The Impact of Radial Access in the Reduction of Bleeding in Patients with Acute Coronary Syndrome: Comparison between Two Israeli Surveys

Gabby Elbaz-Greener 1,4 Eran Kalmanovich 1,4 Roy Beigel 2,4 Zaza Iakobishvili 3,4 Meital Shlezinger 2 Nir Shlomo Ilan Goldenberg 2,4 Zvi Vered 1,4 Alex Blatt 1,4
1Department of Cardiology, Assaf Harofeh Medical Center, Zerifin
2The Heart Center, Chaim Sheba Medical Center, Tel HaShomer
3The Heart Institute, Rabin Medical Center, Petach-Tikva
4Sackler School of Medicine, Tel Aviv University

Background: The translation of the benefit of transradial (TRI) over transfemoral intervention (TFI) approach in the prevention of major bleeding events (MBE) was demonstrated in randomized trials, however it has less well been assessed in the real life all comers` patients.

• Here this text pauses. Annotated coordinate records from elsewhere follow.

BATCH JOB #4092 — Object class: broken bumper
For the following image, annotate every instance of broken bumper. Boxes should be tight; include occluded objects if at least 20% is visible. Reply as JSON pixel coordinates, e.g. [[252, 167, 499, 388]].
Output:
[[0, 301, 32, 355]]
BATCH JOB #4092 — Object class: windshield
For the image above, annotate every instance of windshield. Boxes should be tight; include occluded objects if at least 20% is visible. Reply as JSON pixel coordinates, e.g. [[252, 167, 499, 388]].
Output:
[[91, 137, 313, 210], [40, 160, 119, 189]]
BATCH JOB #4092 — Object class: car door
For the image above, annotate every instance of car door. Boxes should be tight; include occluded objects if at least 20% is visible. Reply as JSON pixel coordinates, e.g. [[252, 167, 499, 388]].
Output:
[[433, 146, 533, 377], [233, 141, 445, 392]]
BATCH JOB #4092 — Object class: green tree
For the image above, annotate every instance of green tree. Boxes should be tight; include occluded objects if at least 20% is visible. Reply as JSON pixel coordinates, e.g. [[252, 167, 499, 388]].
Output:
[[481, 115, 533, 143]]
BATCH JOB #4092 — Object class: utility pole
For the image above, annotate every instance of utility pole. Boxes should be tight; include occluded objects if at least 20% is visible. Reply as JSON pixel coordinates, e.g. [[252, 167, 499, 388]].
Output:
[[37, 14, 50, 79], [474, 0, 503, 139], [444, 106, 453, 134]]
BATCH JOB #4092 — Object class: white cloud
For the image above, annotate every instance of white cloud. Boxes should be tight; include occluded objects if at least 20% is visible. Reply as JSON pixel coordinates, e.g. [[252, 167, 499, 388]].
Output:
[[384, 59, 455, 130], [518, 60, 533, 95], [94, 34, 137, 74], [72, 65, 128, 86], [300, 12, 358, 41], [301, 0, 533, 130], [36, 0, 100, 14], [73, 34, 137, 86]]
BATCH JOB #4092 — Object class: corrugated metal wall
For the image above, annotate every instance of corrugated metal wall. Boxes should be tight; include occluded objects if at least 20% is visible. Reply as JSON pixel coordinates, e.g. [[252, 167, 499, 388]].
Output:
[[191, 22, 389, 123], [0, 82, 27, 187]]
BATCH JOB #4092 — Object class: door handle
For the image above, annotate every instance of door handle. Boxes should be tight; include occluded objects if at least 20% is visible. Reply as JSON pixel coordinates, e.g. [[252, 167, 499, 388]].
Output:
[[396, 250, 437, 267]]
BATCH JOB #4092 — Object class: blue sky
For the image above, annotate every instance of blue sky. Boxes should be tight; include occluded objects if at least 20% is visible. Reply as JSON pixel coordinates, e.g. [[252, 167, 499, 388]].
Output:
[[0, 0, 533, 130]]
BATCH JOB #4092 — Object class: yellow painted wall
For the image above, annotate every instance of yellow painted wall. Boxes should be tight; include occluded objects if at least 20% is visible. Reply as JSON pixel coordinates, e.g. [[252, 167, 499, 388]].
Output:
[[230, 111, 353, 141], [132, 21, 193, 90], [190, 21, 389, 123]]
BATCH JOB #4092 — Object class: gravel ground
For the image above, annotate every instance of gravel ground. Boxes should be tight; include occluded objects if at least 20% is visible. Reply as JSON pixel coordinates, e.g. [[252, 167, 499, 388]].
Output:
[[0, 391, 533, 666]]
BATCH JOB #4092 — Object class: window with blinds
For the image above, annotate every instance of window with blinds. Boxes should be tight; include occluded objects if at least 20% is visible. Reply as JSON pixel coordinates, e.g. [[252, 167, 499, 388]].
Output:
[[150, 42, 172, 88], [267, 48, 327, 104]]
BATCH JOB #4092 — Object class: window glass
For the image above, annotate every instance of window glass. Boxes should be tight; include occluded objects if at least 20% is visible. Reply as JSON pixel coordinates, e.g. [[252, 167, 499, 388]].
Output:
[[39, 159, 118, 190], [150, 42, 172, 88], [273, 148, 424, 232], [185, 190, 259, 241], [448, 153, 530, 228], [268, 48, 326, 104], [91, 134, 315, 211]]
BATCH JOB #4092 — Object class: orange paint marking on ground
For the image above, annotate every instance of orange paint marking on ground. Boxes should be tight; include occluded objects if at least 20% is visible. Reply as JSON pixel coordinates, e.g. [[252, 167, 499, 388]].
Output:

Methods: We compared the rates, characteristics, risk factors and clinical outcomes associated with MBE in the biannual Acute Coronary Syndrome Israeli Surveys (ACSIS) 2010 and 2013.

Results: A total of 4089 patients were enrolled, of them 3586 underwent coronary angiography (87.7%). In this group 29 (0.81%) patients experienced a MBE during index hospitalization for ACS. The MBE incidence was higher in 2010, 1.15% versus 0.41% in 2013. No statistical differences were found between the two MBE surveys patient group regarding age, weight, risk factors, ST elevation MI type and medical management. The TFI was performed in 67.8% in 2010, while in 2013 only in 36.4%, while TRI, was performed in 32.1% in 2010 and increased to 64.2% in 2013. In 2010 the MBE related to the access site was 63.3% and decreased to 28.5% in 2013. The non-access site related bleeding was 36.7% in 2010 and 71.3% in 2013. The 30 day mortality rate was 13% (2010) and 10% (2013) (NS) and the365 days mortality rate was 17.4% (2010) and 30% (2013) (NS).

Conclusions: The current common practice in Israel has switched to TRI as the default procedure. This approach resulted in reduced site related MBE while the non-access MBE remained unchanged.